D’une manière générale, il existe une obligation pour chacun de ne pas laisser germer dans les esprits l’idée d’un comportement incorrect (Chékalim 3, 2). C’est là une spécificité de la Torah qui étonne ceux qui la découvrent : L’avis des autres est important. On aurait pu penser qu’il suffit d’être honnête avec D.ieu et avec soi-même… Mais non : le respect de la Torah ne s’envisage qu’en société. Or, pour le bon fonctionnement du groupe, il importe d’écarter les images négatives projetées sur les uns ou les autres.

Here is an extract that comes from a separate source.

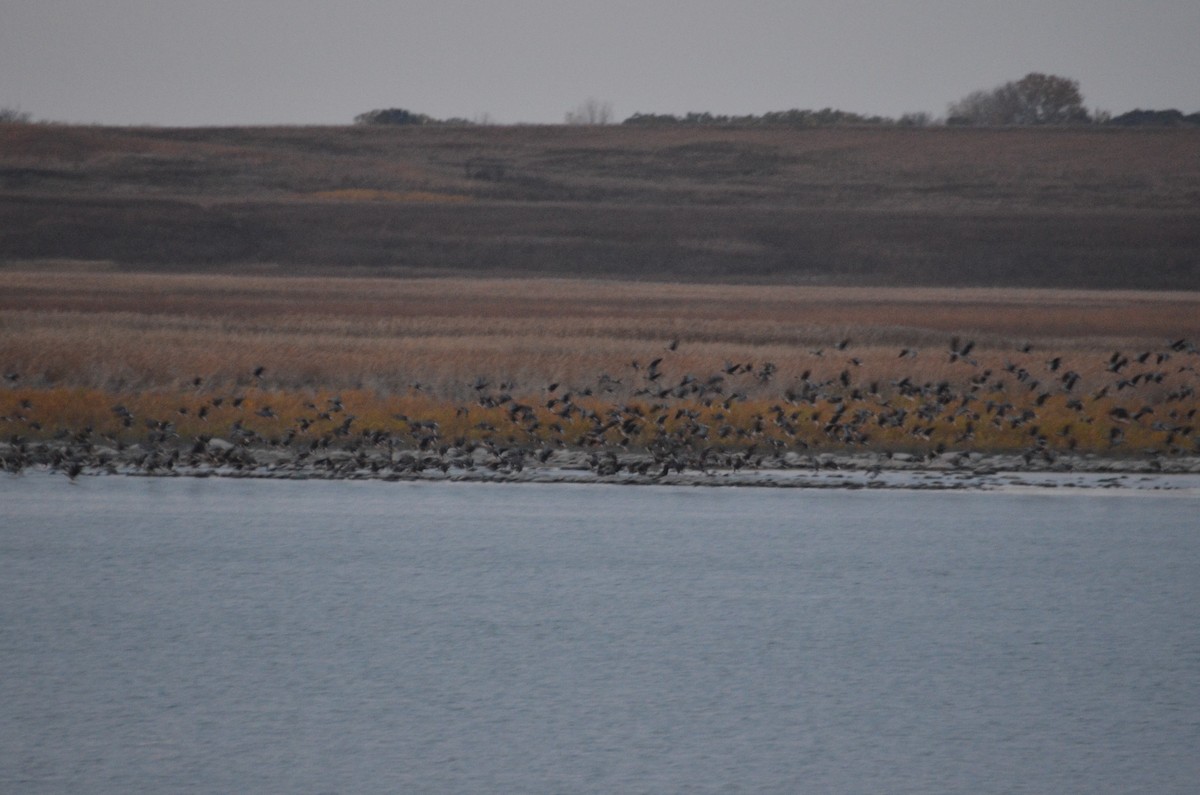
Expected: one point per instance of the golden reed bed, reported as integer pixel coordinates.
(673, 371)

Toutefois, on constate que Moïse, demandant ici aux tribus de Gad et de Réouven d’agir afin ôter toute suspicion pesant sur eux, est lui-même la cible d’accusations diverses. En effet, il est suspecté d’avoir des relations interdites avec des femmes mariées ; ou encore, de tirer profit de sa position pour s’enrichir (cf. Sanhédrin 110a ; Shémote Rabba 51, 6).

Est-ce à dire que Moïse lui-même n’aurait pas fait attention à son comportement, provoquant ainsi cette suspicion ? La réponse se trouve dans l’appellation de ceux qui le critiquent : « les railleurs de la génération ». Même en faisant attention au regard des autres, il y a toujours certaines personnes qui sont là uniquement pour critiquer. Or, en agissant de la sorte, ils sèment la zizanie dans le groupe, et s’en excluent de facto.

Ainsi, l’opinion de ceux qui sont constamment dans la critique importe peu. L’obligation d’avoir une attitude sans ambigüité concerne exclusivement le rapport entretenu vis-à-vis des gens de bonne volonté.